Камни
В тот год, когда моему отцу исполнилось двадцать два, он убил тридцать два человека. Селия заставляла меня заучивать факты о Маркусе. Это один из них. До войны между Белым Советом Сола и Альянсом Свободных Ведьм столько людей за один год он не убивал больше никогда. Раньше я думал, что тридцать два человека – это очень много.
Когда Маркусу исполнилось семнадцать – в год его Дарения – он убил всего четверых. Мне все еще семнадцать. До Битвы при Бяловице – это был день, когда погиб мой отец, а с ним почти половина Альянса, день, который оставшиеся в живых называют теперь ББ, а чаще предпочитают вообще не вспоминать, – короче, до того дня я сам убил тридцать два человека.
После ББ прошло уже несколько месяцев, и мой счет перевалил за полсотни.
Точнее, на моем счету пятьдесят два человека.
Точность важна в таких вещах. Я, например, не считаю себя убийцей Пайлот – она все равно умирала – и Самин тоже не в счет. То, что я для нее сделал, было милосердием. Убили ее Охотники. Застрелили в спину, когда мы убегали. А Маркус? Нет, он, конечно, тоже не среди этих пятидесяти двух. Потому что я его не убивал. Его убила она.
Анна-Лиза.
От ее имени мне хочется блевать. И не только от имени: от ее белых волос, голубых глаз и ее золотистой кожи. В ней все отвратительно, все фальшиво. Она говорила мне, что любит меня. И я говорил ей то же, но всерьез. Я правда любил ее. Вот чертов идиот! Это ж надо было, втюриться в кого-то из семейки О’Брайен! Она называла меня своим героем, своим принцем, а я, как последний тупица, который я и есть, хотел ей верить. И верил.
А теперь все, чего мне хочется, – это убить ее. Вспороть ей живот, выпотрошить ее всю, до последнего крика. Но даже этого мало; даже это далеко от того, что она со мной сотворила. Пусть бы она тоже узнала, как страшно сделать то, что из-за нее пришлось сделать мне. Вот если бы я заставил ее отрезать и съесть собственную руку или выколоть себе глаза и съесть их – это было бы хоть немного похоже на то, через что прошел я.
На моем счету пятьдесят два мертвеца. Но единственное мое настоящее желание – это добраться до нее. Пусть она станет пятьдесят третьей, и с меня хватит. Она одна, и я буду доволен.
– Только она одна.
Но я прочесал все поле сражения и весь наш старый лагерь. Я убивал всех Охотников, которые попадались мне навстречу – и тех, кто прибирал трупы, и тех, кого я выслеживал уже потом. И только ее не видел. Ни намека! Дни и недели я шел по каждому следу, не пропускал ни одной ниточки, обследовал каждый отпечаток на земле, и ни один из них не привел меня к ней.
– Пусто.
Я поднимаю голову и прислушиваюсь. Тишина.
Значит, звук мне послышался, а скорее, это опять я разговаривал сам с собой.
– Черт!
Анна-Лиза! Это все из-за нее.
– Чтоб ей сдохнуть. – Я поднимаю голову, оглядываюсь и кричу верхушкам деревьев: – Чтоб-ей-сдох-нуть!

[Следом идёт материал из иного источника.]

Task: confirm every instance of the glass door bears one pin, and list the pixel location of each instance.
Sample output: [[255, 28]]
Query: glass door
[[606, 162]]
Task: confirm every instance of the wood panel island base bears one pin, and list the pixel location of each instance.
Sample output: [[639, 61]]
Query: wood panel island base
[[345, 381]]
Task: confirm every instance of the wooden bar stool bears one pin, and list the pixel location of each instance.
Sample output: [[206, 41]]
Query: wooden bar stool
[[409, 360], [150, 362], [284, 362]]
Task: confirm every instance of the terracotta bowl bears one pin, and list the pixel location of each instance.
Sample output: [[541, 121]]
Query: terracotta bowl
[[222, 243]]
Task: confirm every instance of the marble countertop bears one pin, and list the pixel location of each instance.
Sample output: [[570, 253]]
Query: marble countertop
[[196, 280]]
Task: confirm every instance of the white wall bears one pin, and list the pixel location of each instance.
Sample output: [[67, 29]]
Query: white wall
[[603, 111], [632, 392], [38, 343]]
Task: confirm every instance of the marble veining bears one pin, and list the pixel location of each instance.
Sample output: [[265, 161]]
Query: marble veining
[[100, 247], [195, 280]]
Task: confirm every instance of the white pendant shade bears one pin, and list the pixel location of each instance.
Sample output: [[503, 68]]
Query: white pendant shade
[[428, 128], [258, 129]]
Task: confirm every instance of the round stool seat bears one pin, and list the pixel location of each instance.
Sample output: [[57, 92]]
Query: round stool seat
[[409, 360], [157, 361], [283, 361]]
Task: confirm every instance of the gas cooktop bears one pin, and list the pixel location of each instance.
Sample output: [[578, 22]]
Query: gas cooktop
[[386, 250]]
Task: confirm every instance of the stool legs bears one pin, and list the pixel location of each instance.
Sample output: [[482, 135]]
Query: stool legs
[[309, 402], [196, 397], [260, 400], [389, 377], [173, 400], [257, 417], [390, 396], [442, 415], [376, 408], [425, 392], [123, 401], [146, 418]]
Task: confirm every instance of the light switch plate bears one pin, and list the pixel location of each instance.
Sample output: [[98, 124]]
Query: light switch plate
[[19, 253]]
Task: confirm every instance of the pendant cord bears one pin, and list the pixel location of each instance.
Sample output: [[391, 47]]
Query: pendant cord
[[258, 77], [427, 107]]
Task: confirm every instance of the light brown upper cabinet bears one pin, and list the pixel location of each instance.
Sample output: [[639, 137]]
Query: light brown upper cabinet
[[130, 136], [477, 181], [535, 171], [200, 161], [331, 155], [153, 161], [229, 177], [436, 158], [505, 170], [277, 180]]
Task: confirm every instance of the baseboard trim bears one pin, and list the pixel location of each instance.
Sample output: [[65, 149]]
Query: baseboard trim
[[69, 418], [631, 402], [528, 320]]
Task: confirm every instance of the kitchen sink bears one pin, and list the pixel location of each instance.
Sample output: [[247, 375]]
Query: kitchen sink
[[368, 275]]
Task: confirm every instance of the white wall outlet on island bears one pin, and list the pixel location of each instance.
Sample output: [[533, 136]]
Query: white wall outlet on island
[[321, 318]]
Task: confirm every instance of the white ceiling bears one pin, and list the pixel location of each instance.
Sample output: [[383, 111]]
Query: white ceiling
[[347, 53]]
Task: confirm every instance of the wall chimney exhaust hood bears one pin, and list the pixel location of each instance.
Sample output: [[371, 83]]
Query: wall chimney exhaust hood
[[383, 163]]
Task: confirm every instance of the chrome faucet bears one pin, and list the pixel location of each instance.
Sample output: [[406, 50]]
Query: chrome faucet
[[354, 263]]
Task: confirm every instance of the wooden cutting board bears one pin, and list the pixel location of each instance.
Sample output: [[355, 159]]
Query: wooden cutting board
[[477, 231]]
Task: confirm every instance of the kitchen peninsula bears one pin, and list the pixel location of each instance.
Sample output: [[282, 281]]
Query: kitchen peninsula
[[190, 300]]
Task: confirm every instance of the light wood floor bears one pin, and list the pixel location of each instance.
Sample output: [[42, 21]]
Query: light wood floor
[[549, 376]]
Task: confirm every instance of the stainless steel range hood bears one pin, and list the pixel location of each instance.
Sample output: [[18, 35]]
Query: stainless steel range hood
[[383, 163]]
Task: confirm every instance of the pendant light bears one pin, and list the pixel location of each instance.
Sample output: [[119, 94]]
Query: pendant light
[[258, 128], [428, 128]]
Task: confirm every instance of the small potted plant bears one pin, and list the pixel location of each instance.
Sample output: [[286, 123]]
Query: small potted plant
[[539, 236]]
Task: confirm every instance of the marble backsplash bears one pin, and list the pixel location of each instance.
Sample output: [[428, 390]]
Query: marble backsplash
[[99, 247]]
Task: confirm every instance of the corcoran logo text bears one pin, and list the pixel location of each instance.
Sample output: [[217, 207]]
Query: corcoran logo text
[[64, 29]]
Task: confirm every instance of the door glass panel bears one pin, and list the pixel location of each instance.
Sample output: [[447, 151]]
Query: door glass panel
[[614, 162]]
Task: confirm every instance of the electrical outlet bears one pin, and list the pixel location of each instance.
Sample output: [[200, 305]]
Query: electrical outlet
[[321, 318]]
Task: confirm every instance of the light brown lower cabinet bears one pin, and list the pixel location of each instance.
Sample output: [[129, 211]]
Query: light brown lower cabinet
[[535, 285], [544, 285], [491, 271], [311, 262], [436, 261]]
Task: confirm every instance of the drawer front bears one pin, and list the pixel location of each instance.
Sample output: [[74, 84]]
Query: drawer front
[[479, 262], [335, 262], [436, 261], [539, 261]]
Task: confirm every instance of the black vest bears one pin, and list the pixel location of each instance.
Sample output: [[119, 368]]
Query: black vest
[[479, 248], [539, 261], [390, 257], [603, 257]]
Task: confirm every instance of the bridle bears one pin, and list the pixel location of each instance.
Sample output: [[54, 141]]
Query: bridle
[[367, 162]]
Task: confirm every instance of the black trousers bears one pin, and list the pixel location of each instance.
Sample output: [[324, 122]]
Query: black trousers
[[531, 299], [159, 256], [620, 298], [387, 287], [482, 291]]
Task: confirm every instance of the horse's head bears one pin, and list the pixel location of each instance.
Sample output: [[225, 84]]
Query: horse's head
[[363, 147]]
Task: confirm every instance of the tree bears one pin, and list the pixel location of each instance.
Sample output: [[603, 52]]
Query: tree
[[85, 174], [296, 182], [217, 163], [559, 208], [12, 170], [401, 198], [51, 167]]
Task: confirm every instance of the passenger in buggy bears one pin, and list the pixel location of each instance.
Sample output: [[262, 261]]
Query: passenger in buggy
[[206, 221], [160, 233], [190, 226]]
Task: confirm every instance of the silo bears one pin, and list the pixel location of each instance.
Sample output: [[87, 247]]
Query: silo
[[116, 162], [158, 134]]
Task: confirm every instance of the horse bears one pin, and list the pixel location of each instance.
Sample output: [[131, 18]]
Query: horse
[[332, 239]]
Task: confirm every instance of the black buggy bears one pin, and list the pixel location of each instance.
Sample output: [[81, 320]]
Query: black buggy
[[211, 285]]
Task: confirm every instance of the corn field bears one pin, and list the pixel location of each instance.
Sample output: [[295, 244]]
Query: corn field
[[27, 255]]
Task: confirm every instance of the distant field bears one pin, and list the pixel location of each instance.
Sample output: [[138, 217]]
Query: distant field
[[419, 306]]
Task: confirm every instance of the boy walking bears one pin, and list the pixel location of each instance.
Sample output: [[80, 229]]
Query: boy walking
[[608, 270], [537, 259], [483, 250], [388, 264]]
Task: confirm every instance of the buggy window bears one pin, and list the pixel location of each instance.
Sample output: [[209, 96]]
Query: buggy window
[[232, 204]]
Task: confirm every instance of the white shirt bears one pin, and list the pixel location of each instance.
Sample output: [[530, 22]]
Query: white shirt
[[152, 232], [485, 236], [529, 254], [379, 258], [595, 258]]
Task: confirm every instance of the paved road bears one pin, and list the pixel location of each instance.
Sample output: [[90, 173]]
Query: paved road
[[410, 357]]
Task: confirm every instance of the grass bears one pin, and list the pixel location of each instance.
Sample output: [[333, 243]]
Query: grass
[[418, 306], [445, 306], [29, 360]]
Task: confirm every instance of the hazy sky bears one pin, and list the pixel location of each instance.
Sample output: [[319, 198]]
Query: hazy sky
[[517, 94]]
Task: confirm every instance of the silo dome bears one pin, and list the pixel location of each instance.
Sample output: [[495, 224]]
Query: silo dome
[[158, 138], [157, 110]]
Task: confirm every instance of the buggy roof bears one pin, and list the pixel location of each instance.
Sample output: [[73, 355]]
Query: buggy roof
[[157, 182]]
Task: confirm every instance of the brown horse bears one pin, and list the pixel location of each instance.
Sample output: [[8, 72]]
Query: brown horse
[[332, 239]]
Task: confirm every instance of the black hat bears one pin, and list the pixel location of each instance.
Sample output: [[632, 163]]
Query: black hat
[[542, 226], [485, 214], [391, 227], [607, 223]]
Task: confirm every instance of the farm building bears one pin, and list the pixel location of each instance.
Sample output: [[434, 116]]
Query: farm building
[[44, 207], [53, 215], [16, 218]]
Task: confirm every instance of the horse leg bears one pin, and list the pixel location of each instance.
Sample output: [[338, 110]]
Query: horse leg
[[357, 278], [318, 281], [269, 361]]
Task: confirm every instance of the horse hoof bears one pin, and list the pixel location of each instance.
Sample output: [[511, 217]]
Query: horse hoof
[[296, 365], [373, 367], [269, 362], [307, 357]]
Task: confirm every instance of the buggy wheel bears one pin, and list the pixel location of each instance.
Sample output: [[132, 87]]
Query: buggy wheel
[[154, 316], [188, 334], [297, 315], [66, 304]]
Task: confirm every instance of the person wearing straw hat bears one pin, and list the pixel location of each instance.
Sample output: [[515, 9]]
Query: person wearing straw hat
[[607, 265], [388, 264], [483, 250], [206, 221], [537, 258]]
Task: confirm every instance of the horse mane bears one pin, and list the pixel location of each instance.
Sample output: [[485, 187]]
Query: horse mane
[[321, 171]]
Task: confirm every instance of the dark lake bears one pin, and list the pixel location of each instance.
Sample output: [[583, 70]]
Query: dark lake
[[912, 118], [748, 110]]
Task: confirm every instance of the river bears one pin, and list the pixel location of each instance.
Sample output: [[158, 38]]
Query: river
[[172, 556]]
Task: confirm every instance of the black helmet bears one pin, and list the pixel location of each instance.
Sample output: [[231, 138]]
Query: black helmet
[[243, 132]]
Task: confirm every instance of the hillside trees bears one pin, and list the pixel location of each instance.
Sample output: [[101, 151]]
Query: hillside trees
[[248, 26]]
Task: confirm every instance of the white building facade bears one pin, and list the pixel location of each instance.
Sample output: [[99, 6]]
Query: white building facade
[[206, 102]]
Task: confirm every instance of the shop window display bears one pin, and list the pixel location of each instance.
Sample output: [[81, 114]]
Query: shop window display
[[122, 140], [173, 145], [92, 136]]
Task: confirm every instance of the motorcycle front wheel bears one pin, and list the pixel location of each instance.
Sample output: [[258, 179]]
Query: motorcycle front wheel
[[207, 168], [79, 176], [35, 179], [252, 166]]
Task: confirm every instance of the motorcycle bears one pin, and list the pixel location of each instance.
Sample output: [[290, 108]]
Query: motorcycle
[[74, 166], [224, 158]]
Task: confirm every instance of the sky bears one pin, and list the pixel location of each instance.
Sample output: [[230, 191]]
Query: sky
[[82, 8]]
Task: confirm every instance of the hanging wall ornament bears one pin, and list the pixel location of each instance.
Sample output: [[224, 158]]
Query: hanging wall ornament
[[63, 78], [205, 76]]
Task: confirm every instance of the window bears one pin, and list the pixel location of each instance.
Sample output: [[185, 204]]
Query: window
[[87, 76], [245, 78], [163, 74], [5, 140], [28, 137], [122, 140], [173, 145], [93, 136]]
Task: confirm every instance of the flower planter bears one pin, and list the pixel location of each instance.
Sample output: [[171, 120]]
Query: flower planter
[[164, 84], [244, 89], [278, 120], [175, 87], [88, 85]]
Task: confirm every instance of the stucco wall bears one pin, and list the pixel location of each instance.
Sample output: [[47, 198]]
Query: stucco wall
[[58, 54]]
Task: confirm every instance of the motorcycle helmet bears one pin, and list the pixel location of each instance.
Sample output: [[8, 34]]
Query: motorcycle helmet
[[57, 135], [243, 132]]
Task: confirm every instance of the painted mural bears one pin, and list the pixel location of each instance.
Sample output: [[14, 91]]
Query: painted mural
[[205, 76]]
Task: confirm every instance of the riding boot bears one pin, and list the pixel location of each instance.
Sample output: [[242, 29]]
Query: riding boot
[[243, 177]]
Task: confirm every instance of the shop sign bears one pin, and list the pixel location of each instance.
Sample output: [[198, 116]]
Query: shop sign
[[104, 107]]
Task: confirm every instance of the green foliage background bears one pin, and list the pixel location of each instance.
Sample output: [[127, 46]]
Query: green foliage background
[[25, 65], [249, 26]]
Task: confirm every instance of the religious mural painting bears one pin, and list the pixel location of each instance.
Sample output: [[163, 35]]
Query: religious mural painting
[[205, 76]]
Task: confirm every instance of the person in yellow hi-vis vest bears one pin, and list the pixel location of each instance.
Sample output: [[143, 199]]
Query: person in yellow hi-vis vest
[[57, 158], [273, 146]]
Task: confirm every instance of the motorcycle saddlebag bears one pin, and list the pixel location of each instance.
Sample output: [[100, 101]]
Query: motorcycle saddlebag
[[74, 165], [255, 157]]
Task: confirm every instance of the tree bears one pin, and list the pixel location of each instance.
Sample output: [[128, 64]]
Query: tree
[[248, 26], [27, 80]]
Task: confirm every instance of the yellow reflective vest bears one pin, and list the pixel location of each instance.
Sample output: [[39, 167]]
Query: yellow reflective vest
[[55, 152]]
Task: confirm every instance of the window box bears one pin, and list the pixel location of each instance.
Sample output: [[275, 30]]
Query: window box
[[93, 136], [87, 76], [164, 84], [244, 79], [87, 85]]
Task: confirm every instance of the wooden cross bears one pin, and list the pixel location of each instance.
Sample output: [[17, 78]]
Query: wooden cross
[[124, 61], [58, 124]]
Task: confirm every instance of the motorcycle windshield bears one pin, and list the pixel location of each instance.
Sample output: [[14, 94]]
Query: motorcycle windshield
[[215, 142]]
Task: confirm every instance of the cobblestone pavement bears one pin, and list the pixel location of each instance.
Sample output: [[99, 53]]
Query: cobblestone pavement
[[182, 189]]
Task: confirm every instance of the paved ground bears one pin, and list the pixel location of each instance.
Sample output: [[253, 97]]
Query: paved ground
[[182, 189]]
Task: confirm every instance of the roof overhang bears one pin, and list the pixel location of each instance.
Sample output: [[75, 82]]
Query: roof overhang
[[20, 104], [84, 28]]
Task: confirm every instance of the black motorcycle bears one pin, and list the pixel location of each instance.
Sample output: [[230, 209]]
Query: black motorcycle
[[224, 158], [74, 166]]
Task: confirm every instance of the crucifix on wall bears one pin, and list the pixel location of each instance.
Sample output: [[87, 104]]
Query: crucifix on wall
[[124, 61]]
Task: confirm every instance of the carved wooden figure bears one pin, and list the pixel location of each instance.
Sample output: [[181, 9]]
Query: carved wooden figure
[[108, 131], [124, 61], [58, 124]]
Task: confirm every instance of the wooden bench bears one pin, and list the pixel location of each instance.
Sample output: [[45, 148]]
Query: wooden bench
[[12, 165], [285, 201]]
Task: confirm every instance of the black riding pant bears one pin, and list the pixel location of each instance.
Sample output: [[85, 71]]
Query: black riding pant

А потом тихо сообщаю камням:
– Просто я хочу, чтобы она умерла. Перестала существовать. Я хочу, чтобы ее душа исчезла. Чтобы ее не было больше в этом мире, нигде. Никогда. Только и всего. Тогда я успокоюсь.
Я поднимаю с земли маленький камешек и говорю ему:
– Может быть. А может быть, и нет.
Маркус хотел, чтобы я убил их всех. Может быть, я смогу. Наверное, он знал, что я смогу, иначе не стал бы так говорить.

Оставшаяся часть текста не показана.